There have been a few interesting things happen since last week’s post on the Arts Council England funding cuts to almost 200 organizations.

First off, I got a message from Arcadia that the protest letter we posted about was signed by over 500 people, including Doris Lessing, John Berger, Alan Hollinghurst, James Kelman, Graham Swift, and Lisa Appignanesi, President, English PEN. Which isn’t bad.

Although one would hope thousands of people around the world would come to the defense of a literary press as reputable as Arcadia . . .

Nicolas Lezard echoes this sentiment in his blog about the lack of outrage about funding cuts for literature.

On Radio 4 last Thursday, Sam West made an eloquent defence of the principle of funding small arts groups. Cut off the flow at the small end, he said, and eventually the big companies will starve. There then followed a despicably inadequate rebuttal from Peter Hewitt, ACE’s chief executive, which I will not bother to recapitulate, as I do not wish to type out intellectual nullities, even in précis.

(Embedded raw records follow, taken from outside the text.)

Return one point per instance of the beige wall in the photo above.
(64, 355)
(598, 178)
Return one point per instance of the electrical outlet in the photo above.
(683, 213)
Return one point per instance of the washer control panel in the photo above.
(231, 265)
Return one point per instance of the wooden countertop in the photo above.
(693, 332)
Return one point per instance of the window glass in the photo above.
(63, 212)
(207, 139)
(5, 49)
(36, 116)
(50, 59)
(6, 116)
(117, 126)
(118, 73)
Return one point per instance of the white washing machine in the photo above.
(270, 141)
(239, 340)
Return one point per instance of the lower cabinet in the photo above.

But what bothered me more than anything was that not once in this discussion was any mention made of the cuts to literary operations. It was all theatre, theatre, theatre. And my first inclination was to write, here: like anyone gives a shit.

OK, people do give a shit about theatre, but what is accurate is that literary people aren’t nearly as vocal, as public, as engaging as theatre people.

It’s time for literature to stand up and make its own noise. Writers have to eat, and, yes, drink; they also need to have the outlets available for them. Independent publishers like Arcadia, Dedalus, and the London Magazine keep writing honest. They keep the life of the communal mind ticking over.

Interestingly, there’s a letter from Antonia Byatt [note: not A.S. Byatt as was incorrectly reported yesterday] in today’s Guardian basically implying that the outrage over funding cuts to publishers is a mountain and molehill situation. (Specifically this is in reference to a claim in a previous letter that “27 regularly funded publishers face either a complete or partial reduction in their funding.”)

Our funding proposals for literature are part of Arts Council England’s current review of funding to all 990 of its regularly funded arts organisations; 75% of those organisations have been told to expect increases in funding of inflation and above and these include publishers with a specialisation in translation. Under the proposals, 27 funding agreements for literature will be reduced or not renewed. Only a minority are publishers – many are relatively small co-funding agreements with local authorities [. . .]

The most recent awards info online is from 2005/06, so it’s hard to figure this out. But during that funding period, at least ten presses that do a lot of literature in translation were funded: Norvik, Dedalus, Harvill Secker, Arcadia, Banipal, Bitter Lemon, Serpent’s Tail, Saqi, Peter Owen, and Bloodaxe. (I couldn’t find Carcanet, although I know they’ve been funded in the past.) At least 2 of these presses had their funding reduced—I’ll be interested to find out what happened to the others.